Tuesday, February 05, 2013
What will be will be. But just as with the electoral reform referendum, political entities, with the collusion of much of the press, have their own agenda which has little to do with the interests or will of the electorate.
For myself personally ... I don't believe it is the responsibility of the government to legislate definitions of words, or assume them, unless there is a consensus. If the former consensus as to what marriage actually is no longer exists, then I don't believe it is for the state to decide what the new definition should be, even if an overwhelming majority of the electorate are happy with it (and that case hasn't been made). Language is not the responsibility of the state.
I also don't believe that it is the job of a government to introduce legislation of this sort within a parliament that hasn't been anticipated in a manifesto.

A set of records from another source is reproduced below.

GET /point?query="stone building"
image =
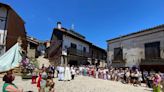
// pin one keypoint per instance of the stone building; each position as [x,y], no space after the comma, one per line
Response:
[32,47]
[144,49]
[11,27]
[70,47]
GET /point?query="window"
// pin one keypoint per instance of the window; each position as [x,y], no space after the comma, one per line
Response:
[118,54]
[73,45]
[152,50]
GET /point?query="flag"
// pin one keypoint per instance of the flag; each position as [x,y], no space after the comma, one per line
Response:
[11,58]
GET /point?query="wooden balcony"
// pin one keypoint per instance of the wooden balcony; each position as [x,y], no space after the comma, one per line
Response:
[152,62]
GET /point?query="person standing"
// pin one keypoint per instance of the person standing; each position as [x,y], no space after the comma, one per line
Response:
[156,83]
[67,74]
[8,86]
[73,72]
[61,73]
[43,81]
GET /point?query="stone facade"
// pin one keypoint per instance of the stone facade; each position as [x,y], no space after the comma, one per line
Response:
[11,28]
[70,47]
[133,46]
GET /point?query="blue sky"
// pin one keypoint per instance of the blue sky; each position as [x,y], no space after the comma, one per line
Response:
[98,20]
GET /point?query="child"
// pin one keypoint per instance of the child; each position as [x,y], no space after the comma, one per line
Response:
[50,86]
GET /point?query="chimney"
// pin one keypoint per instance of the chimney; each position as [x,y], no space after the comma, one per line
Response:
[59,25]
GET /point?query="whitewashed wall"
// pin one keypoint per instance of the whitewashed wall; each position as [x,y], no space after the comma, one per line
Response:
[67,40]
[133,48]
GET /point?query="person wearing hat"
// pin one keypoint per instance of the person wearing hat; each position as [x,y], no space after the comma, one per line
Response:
[9,86]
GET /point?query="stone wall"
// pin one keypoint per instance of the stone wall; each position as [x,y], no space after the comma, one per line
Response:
[134,46]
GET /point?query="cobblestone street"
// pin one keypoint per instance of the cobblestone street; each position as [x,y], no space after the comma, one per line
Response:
[82,84]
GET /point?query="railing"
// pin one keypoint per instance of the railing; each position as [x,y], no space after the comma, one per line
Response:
[73,51]
[152,61]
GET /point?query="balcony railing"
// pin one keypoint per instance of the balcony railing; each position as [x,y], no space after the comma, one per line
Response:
[72,51]
[152,62]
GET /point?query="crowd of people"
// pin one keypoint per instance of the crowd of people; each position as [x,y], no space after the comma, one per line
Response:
[45,83]
[132,76]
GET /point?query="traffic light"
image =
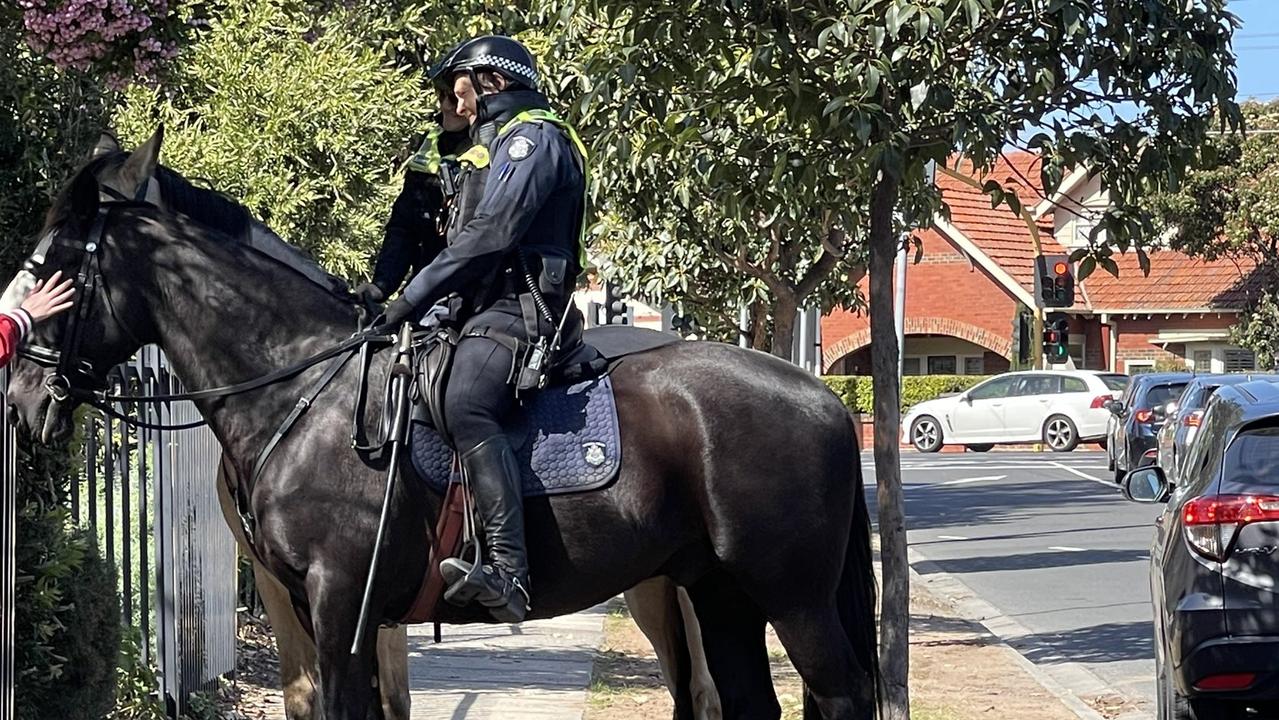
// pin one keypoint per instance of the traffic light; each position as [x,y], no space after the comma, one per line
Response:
[1057,339]
[614,307]
[1054,280]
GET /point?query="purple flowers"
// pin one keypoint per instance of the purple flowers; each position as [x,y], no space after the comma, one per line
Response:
[125,40]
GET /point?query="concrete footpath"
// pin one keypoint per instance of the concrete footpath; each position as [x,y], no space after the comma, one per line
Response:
[539,669]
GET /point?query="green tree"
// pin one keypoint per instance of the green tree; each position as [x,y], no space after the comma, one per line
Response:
[806,127]
[1228,209]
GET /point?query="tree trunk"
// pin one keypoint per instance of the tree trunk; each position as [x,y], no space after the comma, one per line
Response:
[895,601]
[784,328]
[759,326]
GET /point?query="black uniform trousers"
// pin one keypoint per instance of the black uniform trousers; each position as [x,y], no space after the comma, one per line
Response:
[478,395]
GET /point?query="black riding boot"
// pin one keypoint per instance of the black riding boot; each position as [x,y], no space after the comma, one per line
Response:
[502,583]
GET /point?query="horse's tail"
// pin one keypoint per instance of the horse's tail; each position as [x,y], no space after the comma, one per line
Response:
[857,588]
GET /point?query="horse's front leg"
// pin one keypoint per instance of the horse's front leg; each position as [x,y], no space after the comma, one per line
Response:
[345,679]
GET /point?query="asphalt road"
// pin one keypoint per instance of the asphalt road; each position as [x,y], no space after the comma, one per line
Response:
[1049,542]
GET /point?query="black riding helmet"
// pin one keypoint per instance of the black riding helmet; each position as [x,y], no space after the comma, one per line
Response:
[496,53]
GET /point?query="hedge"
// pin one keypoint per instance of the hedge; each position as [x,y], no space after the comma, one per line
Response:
[856,393]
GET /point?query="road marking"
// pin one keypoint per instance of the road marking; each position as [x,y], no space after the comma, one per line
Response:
[1086,476]
[967,480]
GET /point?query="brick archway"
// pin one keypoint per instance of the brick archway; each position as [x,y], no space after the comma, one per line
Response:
[921,326]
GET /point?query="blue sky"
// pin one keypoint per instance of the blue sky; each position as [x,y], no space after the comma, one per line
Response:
[1256,45]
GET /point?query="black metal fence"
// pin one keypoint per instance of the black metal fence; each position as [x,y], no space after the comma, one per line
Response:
[149,496]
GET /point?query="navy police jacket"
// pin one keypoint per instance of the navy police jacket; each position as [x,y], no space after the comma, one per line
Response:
[533,198]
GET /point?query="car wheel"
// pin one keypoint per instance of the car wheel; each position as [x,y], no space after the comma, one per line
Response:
[926,434]
[1060,435]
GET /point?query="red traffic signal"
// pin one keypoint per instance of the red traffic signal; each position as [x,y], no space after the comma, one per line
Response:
[1054,280]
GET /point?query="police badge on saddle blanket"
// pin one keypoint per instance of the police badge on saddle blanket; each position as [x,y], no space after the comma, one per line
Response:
[521,147]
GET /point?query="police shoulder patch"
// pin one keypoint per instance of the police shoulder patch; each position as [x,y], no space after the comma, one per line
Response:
[521,147]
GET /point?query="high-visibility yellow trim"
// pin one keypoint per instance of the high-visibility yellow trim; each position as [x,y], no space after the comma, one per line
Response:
[539,115]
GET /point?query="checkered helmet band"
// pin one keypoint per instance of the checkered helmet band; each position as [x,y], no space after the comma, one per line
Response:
[519,70]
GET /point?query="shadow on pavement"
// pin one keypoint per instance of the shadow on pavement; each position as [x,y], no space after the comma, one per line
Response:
[1108,642]
[1028,562]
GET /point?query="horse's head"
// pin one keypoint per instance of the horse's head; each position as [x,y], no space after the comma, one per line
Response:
[69,356]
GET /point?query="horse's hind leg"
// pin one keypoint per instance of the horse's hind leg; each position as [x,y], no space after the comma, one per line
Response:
[815,643]
[665,615]
[732,628]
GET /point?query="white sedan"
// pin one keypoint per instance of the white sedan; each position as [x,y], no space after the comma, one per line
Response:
[1059,408]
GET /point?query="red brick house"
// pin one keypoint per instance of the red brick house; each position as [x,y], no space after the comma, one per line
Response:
[976,274]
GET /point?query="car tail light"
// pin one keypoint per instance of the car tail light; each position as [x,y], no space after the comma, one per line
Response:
[1227,682]
[1211,522]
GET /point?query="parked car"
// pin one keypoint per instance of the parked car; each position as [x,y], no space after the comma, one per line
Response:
[1213,563]
[1179,430]
[1059,408]
[1136,418]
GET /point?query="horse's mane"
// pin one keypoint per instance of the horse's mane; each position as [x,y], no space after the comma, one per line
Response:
[220,212]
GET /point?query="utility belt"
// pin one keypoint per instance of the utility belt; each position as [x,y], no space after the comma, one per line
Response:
[541,287]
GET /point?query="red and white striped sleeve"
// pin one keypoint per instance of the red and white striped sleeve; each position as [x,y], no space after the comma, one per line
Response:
[14,325]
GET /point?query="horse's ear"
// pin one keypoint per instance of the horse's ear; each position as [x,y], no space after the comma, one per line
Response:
[82,200]
[142,161]
[105,145]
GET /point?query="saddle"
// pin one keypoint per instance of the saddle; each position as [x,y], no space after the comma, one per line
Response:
[565,436]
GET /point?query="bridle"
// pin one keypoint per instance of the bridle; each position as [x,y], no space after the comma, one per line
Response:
[65,365]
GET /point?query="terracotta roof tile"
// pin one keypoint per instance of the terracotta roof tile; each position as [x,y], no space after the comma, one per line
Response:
[996,232]
[1176,280]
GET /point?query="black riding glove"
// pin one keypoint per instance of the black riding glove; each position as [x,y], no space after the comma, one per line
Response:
[398,312]
[370,293]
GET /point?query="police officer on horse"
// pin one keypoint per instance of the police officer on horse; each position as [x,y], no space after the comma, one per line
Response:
[505,279]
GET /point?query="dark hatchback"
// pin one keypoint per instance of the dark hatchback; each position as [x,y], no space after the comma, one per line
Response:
[1214,573]
[1136,417]
[1182,425]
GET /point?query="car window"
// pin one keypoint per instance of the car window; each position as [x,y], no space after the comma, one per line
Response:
[1114,381]
[993,389]
[1254,457]
[1073,385]
[1037,385]
[1160,395]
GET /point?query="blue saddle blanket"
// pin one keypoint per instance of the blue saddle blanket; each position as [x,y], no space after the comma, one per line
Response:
[567,440]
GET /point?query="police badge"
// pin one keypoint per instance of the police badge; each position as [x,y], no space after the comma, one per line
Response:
[594,454]
[521,147]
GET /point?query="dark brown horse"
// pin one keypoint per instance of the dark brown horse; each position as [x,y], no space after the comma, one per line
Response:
[741,475]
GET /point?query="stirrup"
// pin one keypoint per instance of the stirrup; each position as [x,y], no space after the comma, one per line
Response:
[502,594]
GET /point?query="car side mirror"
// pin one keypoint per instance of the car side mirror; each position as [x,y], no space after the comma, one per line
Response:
[1146,485]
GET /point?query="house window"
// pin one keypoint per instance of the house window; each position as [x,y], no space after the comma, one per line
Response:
[1082,229]
[1138,367]
[1239,361]
[941,365]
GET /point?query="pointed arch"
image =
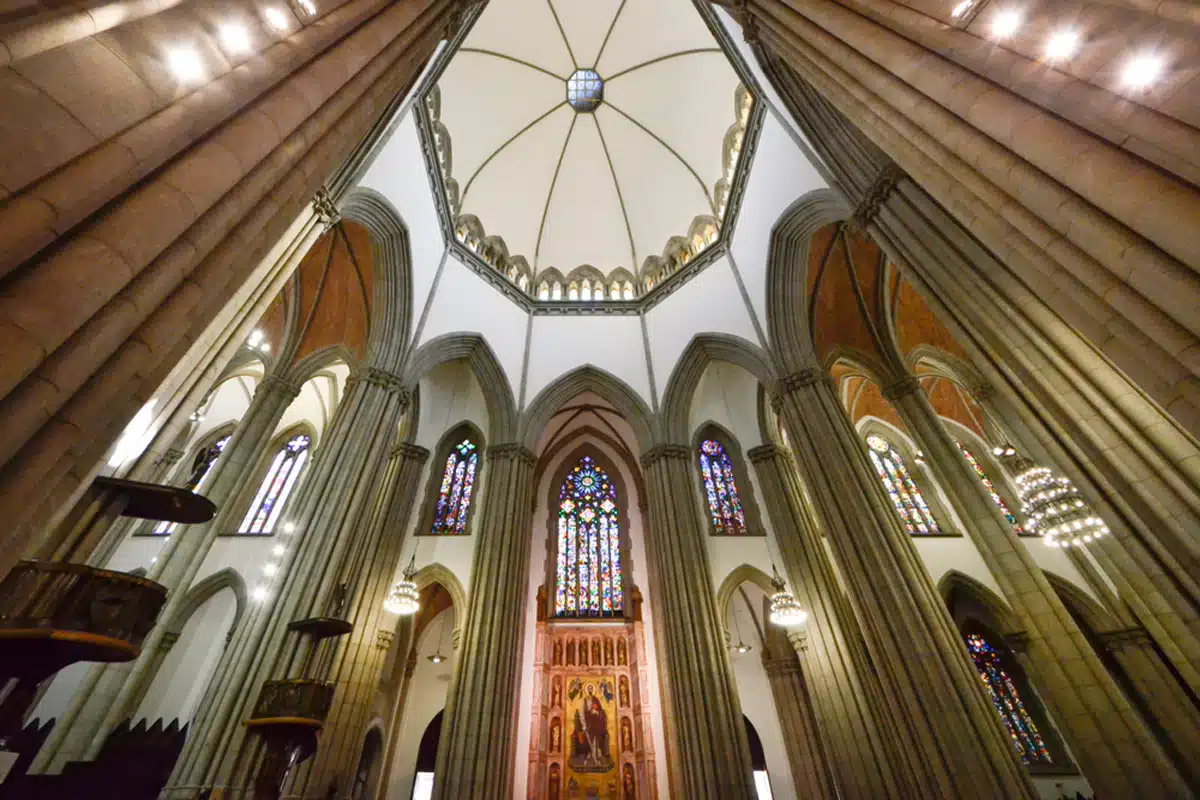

Also, whilst the legislation may allow for freedom of conscience, this was the case for working on Sunday when the legislation for that was introduced. But 20 years down the line, it is pretty much assumed. It's hard to remember today just how big an issue working on Sunday was at the time. Does that matter, or doesn't it? Who can say? But the point is, regardless of the protections that are included, big social changes can follow from such "tidying up" and "making more equal" of the law. The government has said that it intends to change the law regardless of the outcome of consultation, and that's the point at which we stand now. Is that democracy? Is it wise? Does it reflect a reasoned, or reasonable, position?